Le nom trompe. Les « terres rares » — dix-sept métaux aux propriétés magnétiques et électroniques exceptionnelles — sont en réalité assez répandues dans la croûte terrestre. Leur rareté est ailleurs : dans l'art de les extraire d'un minerai où elles sont dispersées, puis de les séparer et de les raffiner, une chimie complexe, polluante et peu rentable. C'est ce maillon, le raffinage, que la Chine a patiemment conquis.
On les retrouve partout dans l'économie décarbonée et la haute technologie : le néodyme et le dysprosium dans les aimants des voitures électriques et des éoliennes, d'autres dans les écrans, les disques durs, les lasers ou l'électronique militaire. Sans elles, ni transition énergétique ni armement moderne — ce qui transforme une question minière en question de souveraineté.
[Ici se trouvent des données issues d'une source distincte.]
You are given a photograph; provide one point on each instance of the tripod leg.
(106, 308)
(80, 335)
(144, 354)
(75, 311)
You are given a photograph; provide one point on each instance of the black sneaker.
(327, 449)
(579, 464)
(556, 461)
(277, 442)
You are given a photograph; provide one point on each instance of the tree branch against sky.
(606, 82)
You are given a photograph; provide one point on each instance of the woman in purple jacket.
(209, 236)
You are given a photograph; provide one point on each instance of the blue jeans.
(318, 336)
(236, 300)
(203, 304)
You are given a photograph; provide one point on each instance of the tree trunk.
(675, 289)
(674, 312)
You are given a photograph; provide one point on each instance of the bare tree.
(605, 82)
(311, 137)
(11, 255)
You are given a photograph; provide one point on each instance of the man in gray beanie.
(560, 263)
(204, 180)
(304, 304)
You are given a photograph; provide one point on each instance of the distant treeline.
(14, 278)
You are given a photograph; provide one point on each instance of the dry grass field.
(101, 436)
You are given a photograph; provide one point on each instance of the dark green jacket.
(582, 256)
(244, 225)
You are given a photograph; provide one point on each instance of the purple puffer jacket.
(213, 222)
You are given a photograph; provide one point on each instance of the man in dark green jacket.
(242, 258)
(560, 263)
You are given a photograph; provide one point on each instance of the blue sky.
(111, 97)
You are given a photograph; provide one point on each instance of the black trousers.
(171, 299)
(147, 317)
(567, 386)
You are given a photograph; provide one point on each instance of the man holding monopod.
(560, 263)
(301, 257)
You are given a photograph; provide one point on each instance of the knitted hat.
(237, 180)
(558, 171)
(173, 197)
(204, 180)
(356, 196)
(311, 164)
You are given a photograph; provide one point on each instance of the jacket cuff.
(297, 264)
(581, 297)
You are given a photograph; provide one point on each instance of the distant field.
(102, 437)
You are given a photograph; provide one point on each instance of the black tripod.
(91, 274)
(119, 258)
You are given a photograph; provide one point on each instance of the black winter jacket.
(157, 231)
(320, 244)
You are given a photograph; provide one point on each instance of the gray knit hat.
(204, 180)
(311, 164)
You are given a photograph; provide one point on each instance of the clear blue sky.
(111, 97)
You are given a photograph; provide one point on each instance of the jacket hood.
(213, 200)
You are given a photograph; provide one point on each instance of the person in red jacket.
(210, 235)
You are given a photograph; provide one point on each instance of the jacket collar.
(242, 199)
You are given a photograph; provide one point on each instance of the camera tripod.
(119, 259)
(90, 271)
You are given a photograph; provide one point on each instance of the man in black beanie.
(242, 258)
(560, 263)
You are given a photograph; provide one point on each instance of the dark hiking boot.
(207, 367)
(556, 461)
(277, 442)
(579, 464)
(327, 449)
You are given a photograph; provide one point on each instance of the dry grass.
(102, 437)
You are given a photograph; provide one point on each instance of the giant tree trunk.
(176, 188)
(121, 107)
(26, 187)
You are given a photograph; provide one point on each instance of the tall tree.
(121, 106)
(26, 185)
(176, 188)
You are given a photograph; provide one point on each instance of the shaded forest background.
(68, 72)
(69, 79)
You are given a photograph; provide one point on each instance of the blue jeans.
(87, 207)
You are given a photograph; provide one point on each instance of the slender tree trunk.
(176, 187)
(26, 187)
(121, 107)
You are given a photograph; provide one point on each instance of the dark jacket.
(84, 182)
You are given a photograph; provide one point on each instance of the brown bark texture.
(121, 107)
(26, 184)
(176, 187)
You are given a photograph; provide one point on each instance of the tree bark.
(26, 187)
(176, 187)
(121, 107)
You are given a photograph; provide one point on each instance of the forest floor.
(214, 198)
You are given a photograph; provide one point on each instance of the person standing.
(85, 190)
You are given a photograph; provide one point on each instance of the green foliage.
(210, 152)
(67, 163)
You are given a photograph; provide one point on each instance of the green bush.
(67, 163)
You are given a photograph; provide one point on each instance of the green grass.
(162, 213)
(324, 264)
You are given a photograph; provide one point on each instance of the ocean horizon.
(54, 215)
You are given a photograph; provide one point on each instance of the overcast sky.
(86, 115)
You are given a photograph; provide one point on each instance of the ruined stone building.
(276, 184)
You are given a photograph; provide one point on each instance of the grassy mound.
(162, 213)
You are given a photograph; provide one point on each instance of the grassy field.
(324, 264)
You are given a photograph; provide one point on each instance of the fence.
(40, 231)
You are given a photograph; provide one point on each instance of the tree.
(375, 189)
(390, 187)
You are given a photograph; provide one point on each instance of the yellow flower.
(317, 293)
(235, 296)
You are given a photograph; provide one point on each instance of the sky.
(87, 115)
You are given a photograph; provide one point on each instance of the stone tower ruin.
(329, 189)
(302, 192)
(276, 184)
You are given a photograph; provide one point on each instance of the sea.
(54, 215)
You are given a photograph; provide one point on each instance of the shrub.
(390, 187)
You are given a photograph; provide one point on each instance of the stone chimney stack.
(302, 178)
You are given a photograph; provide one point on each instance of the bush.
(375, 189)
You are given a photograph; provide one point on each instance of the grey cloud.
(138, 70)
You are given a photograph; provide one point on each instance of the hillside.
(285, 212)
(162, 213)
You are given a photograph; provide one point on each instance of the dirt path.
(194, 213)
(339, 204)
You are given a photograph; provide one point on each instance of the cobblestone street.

Un monopole bâti en plusieurs décennies
La domination chinoise n'est pas un accident. Elle est le fruit d'une stratégie engagée dès les années 1980, quand Pékin a accepté des coûts environnementaux et financiers que l'Occident, lui, a préféré externaliser. Résultat : la Chine assure aujourd'hui environ 70 % de l'extraction minière mondiale, mais surtout près de 90 % des opérations de séparation et de raffinage, selon les données du secteur. Pour les terres rares dites « lourdes », les plus stratégiques, sa part de la production purifiée approche les 100 %.
Le verrou est encore plus net sur les aimants permanents, ces composants qui font tourner les moteurs électriques, orientent les pales d'éoliennes et guident les missiles : la Chine en fabrique près de 93 % des plus puissants. L'Europe, elle, importe de Chine la quasi-totalité de ses terres rares lourdes, l'essentiel des légères et près de 98 % de ses aimants — une dépendance que prolonge la désindustrialisation chimique du continent.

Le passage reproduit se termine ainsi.